For the details, please refer to the attached manuscript, Section 3.2 ~ 3.3!
- Filter Importance
- Determine the importance of filters by any of the three suggested methods.
- Sensitivity Analysis
- Determine the sensitivity of individual layers to pruning.
- Iteratively prune each layer and evaluate the accuracy of the pruned network in every step..
- Parallel Pruning
- Set a pruning threshold accuracy (aka target accuracy) based on the pruning sensitivity analysis.
- Calculate the number of filters to be eliminated in all applicable layers.
- Retraining
- Retrain the pruned network for fewer epochs than the origninal model.
* The below attached image is the sensitivity analysis of ResNet18 with three different pruning methods.
* It is noticeable that different methods have yielded different sensitivity patterns.

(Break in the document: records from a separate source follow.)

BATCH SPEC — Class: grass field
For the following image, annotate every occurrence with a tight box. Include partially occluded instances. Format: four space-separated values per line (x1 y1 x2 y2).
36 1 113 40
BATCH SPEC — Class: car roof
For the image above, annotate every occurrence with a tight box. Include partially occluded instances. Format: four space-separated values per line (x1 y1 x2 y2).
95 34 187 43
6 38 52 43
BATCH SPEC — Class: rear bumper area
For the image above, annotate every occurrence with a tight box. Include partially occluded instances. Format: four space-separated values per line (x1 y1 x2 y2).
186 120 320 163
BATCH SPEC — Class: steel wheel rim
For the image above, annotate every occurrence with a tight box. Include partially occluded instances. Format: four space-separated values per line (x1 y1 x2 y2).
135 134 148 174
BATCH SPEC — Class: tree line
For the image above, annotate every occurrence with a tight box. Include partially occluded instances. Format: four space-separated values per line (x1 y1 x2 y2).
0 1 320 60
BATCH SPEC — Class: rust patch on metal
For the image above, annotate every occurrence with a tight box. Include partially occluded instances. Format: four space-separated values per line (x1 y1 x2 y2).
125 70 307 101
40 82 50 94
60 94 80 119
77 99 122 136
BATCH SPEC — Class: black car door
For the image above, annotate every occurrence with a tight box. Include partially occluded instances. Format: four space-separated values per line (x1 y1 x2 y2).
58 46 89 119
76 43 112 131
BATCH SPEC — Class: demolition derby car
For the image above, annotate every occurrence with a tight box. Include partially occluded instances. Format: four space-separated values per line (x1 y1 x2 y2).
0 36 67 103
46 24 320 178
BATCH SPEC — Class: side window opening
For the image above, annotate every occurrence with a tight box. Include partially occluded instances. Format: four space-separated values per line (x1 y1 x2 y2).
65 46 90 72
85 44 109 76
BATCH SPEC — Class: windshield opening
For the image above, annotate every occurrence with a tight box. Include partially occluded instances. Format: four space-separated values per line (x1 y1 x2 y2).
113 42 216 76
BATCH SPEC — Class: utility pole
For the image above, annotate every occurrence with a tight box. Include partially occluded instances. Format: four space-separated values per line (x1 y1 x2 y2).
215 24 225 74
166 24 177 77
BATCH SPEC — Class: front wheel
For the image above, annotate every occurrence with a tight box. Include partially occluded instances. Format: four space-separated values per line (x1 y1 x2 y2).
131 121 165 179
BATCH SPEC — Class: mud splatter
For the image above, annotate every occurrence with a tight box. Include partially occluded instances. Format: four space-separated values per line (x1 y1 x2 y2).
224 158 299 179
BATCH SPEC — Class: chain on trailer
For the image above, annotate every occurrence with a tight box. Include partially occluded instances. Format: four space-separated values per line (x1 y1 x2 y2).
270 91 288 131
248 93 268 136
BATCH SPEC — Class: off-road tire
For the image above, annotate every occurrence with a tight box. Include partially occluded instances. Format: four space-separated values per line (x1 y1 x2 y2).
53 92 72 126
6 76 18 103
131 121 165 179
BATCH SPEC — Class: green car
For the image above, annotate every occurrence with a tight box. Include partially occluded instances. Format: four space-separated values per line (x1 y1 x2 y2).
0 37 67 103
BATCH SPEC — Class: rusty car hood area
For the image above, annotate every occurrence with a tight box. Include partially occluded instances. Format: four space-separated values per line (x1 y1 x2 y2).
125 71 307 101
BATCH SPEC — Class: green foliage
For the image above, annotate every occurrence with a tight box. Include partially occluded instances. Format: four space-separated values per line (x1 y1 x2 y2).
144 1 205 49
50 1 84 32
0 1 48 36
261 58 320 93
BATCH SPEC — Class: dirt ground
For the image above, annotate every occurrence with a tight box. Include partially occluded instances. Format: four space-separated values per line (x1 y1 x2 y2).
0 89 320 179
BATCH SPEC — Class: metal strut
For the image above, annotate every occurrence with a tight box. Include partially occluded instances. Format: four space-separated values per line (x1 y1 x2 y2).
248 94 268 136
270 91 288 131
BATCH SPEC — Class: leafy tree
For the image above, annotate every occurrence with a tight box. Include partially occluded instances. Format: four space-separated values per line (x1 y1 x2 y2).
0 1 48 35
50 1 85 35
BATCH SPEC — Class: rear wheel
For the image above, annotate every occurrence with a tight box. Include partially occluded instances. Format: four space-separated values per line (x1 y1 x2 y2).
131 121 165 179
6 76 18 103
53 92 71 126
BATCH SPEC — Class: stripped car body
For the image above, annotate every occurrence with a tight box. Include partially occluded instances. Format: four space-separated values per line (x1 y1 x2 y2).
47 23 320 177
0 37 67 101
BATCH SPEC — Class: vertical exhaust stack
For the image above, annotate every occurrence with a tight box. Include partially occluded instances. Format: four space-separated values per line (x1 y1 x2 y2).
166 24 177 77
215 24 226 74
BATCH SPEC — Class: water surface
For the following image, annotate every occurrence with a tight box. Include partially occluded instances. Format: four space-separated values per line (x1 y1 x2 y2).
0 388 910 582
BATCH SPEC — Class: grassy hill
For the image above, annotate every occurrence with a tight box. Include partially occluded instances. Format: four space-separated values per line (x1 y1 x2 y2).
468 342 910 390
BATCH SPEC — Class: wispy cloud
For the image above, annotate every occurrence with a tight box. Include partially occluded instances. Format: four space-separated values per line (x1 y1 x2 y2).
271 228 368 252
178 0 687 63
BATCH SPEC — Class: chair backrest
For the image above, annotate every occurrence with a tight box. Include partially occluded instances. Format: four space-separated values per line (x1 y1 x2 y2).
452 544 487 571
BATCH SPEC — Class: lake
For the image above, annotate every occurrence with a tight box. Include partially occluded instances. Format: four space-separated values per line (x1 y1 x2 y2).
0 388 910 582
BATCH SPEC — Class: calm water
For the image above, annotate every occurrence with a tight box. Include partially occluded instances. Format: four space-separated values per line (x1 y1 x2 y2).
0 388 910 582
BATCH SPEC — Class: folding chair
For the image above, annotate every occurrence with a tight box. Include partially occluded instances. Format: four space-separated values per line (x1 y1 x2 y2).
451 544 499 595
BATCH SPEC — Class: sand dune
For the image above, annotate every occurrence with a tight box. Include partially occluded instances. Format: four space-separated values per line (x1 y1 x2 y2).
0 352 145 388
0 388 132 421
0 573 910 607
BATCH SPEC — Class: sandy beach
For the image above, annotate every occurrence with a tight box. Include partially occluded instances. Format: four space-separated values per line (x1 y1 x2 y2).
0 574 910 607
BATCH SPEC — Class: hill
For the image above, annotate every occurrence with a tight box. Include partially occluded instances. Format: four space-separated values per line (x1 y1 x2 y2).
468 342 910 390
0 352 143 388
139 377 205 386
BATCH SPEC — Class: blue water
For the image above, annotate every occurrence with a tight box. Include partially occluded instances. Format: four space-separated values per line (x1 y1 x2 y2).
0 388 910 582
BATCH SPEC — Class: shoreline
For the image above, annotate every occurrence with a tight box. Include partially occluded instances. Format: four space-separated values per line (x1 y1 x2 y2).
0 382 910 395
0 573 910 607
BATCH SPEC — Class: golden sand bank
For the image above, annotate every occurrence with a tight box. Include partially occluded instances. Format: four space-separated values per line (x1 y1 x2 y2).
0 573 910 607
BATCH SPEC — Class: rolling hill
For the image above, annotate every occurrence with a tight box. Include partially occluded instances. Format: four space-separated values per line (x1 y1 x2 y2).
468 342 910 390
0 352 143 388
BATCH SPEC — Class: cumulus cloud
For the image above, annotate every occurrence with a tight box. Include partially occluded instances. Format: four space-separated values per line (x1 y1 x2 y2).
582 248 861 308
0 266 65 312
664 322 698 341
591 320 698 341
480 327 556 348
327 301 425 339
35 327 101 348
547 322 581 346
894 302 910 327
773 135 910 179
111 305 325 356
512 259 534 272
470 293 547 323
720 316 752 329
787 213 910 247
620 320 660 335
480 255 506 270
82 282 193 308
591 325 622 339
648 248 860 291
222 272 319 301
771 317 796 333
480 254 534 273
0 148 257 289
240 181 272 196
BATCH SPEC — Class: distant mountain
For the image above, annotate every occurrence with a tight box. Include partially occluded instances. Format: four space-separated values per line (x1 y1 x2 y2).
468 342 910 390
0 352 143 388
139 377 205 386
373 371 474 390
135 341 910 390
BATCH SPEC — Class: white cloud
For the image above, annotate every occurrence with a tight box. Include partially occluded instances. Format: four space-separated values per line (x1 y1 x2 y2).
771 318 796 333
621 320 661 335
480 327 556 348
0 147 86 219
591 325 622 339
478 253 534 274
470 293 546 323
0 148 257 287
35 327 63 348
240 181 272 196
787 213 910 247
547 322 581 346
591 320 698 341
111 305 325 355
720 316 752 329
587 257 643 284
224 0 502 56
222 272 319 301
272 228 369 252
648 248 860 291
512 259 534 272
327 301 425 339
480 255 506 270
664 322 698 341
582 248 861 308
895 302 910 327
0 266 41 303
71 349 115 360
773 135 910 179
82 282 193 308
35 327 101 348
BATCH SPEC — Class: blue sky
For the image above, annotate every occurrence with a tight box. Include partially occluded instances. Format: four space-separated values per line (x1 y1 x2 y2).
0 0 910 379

The table below is the comparison of our pruning methods and other methods for VGG-16 trained on CIFAR-10 dataset.
Other more interesting results on ResNet18, 34, 50 trained on ImageNet dataset are in the manuscript!
Model | Approach | Acc Drop(%) | Params Reduction(%) | FLOPs Reduction(%) |
---|---|---|---|---|
VGG-16 | PFEC | -0.15 | 64.0 | 34.2 |
VGG-16 | FPGM | 0.04 | - | 34.2 |
VGG-16 | NSP | -0.04 | - | 54.0 |
VGG-16 | HRank | 0.53 | 82.9 | 53.5 |
VGG-16 | NS | -0.14 | 88.52 | 51.0 |
VGG-16 | Ours (D-Score) | 0.16 | 87.03 | 64.81 |
VGG-16 | Ours (D-Step) | 0.12 | 86.70 | 65.40 |
VGG-16 | Ours (D-Step GM) | -0.10 | 97.17 | 64.37 |
Feature maps are visualized and compared with other method in order to validate the functionality of our proposed methods.
- Model: VGG-16
- Dataset: CIFAR-10
- Visualization layer: 2nd Conv layer
- Pruning amount: 20% of filters to be pruned
- Input image: Frog (below)
The image below is an additional explanation for how our figure is composed/interpreted.
The image below shows that when the filter importance is ranked by our method (D-Score), it does not prune the unique feature map producing filters (eg, filter 4, and filter 17).